I wish I could remember details of the conversations intermingled with the shock, hilarity and quiet insanity that was laid on the carpet with the baby in those first tea groups. I remember being praised and tutted at for being the first with a baby who slept through the night. I remember that one of us was bringing along her second baby and we looked up to her as if she was a Goddess for managing to have kept another baby alive until it was seven.
Alice took the whole thing in her stride. We were given a list of everyone’s details but I called her first. We spent our babies’ first and second Christmases together and our daughters bonded like twins. We bonded like twins. She was so easy going and laid back and I would flop on her couch knowing that my toddler could touch everything. She had a Danish mum who was a jewelry designer and Alice would throw jewelry parties on her behalf until my jewelry box was full and purse empty.
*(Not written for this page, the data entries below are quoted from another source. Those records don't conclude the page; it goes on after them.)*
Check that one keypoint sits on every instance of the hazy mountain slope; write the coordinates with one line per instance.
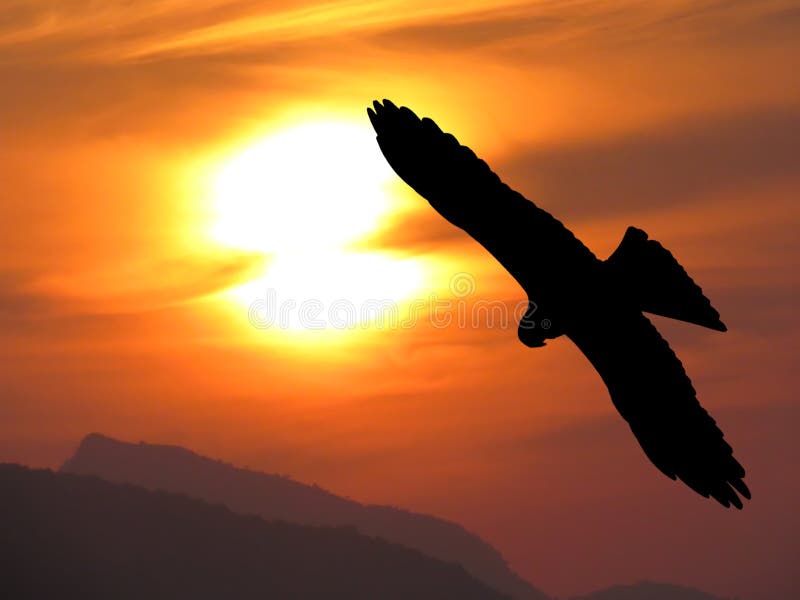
(176, 469)
(71, 536)
(648, 590)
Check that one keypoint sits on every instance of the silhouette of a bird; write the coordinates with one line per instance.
(597, 304)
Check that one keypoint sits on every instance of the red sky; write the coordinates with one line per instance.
(116, 315)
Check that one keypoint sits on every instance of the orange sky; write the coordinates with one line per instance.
(116, 311)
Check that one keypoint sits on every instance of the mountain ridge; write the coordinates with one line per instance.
(78, 536)
(270, 496)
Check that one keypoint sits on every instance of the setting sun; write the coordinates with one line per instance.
(308, 187)
(303, 196)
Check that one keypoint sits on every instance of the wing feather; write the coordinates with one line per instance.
(652, 392)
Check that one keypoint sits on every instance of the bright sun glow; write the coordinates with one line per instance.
(303, 196)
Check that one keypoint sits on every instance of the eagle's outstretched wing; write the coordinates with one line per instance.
(647, 382)
(652, 392)
(465, 191)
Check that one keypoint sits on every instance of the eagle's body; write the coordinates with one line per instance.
(597, 304)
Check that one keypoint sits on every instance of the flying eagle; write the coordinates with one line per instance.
(597, 304)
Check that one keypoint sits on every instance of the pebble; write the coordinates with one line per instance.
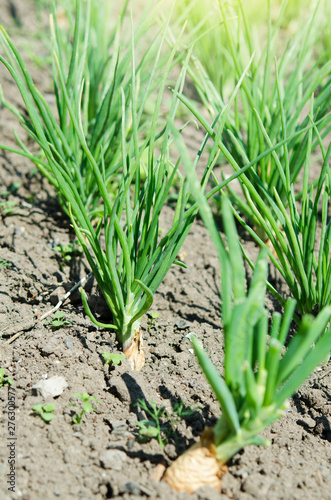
(135, 489)
(50, 388)
(112, 459)
(68, 342)
(181, 324)
(117, 427)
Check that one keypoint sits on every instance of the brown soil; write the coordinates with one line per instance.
(59, 460)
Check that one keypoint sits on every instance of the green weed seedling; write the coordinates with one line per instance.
(152, 316)
(7, 207)
(3, 379)
(163, 423)
(112, 358)
(86, 404)
(58, 320)
(45, 411)
(68, 251)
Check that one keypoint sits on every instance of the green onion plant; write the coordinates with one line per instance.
(94, 57)
(271, 91)
(263, 366)
(288, 228)
(121, 240)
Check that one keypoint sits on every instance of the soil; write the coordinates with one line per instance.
(105, 457)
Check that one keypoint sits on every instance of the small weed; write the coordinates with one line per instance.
(44, 411)
(58, 320)
(12, 189)
(112, 358)
(3, 379)
(86, 404)
(152, 316)
(68, 251)
(163, 423)
(7, 207)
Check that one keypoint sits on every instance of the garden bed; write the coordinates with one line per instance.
(106, 457)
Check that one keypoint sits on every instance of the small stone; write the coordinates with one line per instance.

One day she told me about her fifteen minutes of fame as a child on the TV show ‘Why Don’t You…?’ It was one of my favourite shows and my sisters and I loved the irony of a programme telling you to ‘switch off your television set and go out and do something less boring instead.’ Alice said that she went on the show aged nine with her large collection of plastic bags from shops. I had to stop her there. I said ‘Yes, I remember, you were sitting in your bedroom and you showed us bags from all around the world, some of them were on your wall, they were all very different and colourful.’ Her fifteen minutes of fame had been remembered by this little smock wearing nine year old! She was a very confident and enterprising child and that streak has stayed with her.
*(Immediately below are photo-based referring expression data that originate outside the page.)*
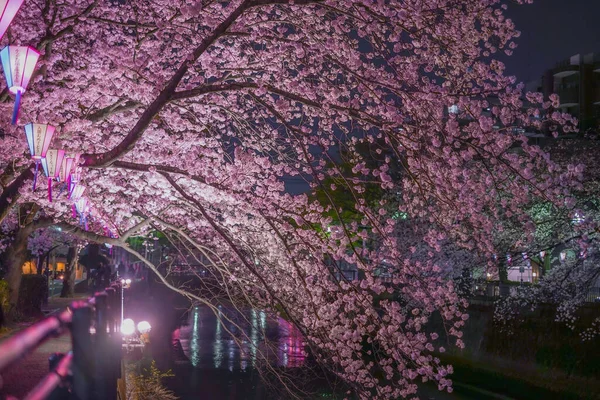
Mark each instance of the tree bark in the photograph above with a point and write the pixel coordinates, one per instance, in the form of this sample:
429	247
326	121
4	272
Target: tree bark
68	289
15	257
10	194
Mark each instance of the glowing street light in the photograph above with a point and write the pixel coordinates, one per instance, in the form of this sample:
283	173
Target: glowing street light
144	327
127	327
18	63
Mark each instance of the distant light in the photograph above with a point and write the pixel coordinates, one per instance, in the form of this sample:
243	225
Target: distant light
127	327
144	327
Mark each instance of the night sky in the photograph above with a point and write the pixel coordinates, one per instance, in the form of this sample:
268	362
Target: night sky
551	31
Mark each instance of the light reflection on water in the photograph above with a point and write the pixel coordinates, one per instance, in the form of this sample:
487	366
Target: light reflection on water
209	341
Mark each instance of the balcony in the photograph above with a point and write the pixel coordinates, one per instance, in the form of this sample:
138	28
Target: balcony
569	96
564	71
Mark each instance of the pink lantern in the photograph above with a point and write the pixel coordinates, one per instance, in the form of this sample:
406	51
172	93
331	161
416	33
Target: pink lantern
65	170
39	137
75	176
8	10
51	165
18	63
81	205
77	192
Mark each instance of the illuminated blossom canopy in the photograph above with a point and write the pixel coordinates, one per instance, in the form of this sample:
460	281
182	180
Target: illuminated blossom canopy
194	119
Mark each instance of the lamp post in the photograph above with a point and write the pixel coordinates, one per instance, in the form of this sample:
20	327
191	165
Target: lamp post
38	137
18	63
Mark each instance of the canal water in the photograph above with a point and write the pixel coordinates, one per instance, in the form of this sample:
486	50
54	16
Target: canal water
225	357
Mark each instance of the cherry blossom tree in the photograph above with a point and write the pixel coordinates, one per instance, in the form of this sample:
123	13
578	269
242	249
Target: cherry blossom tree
193	118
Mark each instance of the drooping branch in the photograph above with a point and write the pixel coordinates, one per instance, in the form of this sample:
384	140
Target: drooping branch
115	108
128	143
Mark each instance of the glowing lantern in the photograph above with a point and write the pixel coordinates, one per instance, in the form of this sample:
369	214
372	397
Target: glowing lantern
77	192
8	10
18	63
65	169
75	195
81	205
51	164
39	137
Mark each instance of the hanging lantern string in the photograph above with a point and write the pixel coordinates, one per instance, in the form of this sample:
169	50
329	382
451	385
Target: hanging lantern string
18	63
17	108
37	168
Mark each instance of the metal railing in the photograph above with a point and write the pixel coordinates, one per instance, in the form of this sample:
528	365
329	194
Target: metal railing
91	369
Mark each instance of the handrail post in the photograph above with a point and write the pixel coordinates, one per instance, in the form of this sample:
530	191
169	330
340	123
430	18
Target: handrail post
83	352
104	387
115	337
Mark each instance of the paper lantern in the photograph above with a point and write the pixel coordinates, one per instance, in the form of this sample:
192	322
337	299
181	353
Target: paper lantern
8	10
81	205
77	192
18	63
38	137
65	170
51	164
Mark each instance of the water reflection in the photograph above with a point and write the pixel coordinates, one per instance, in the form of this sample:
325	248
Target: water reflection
237	340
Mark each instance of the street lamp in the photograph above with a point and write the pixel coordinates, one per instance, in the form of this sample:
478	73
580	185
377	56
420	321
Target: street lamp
127	327
144	327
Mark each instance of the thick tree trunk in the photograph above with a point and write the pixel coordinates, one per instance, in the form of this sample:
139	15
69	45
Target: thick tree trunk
68	289
15	257
10	194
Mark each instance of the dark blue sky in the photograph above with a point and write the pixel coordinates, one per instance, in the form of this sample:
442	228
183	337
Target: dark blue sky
551	31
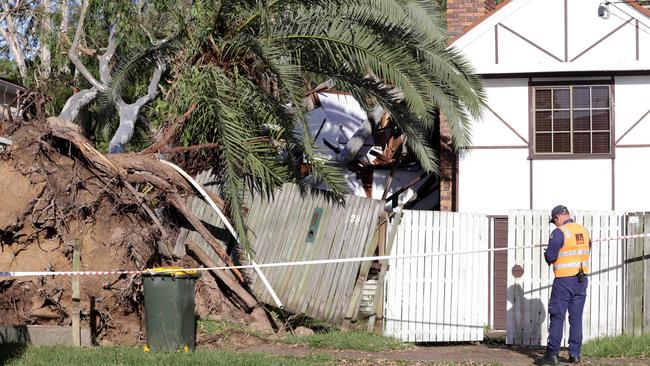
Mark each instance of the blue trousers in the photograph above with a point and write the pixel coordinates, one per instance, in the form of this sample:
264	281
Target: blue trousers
567	294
Not long after I had my second baby, I called Alice in the morning as usual to arrange to meet in the park and she wasn’t there. Much later she called me from Scotland. During the night she had taken the decision to move to Glasgow and had gone. It’s a long story that ended happily. A year later, in 2002, we went to her beautiful Scottish wedding where her daughter was the bridesmaid, and that had been the last time we spoke until today.
We both feel really bad that it has taken us until now to pick up the phone. She talks about how lovely it is to see everyone on Facebook but in my heart of hearts, I really don’t think it is any substitute for a phone call. Alice tells me that her daughter is musically gifted and is at the Scotland’s top music school. She hadn’t mentioned that on Facebook! She said she doesn’t like to boast. If Facebook is the glossy holiday brochure of our lives, we all perhaps have a tendency to be miss out the information of the top resorts and the slummy dives for fear of appearing full of ourselves or unfriendworthy!
In the spirit of ‘Why Don’t You?’, Alice has opened her own shop in Balfron near Glasgow, selling the beautiful jewelry that her mother and now she, makes. It is called ‘Wonderland’ so, at work, Alice answers the phone by saying ‘Alice in Wonderland!’
We agree to speak again soon, for jewelry orders (mine all went in a theft) and priceless chat. ‘Wonderland’ well describes those days we spent together with our newborns, fourteen years ago.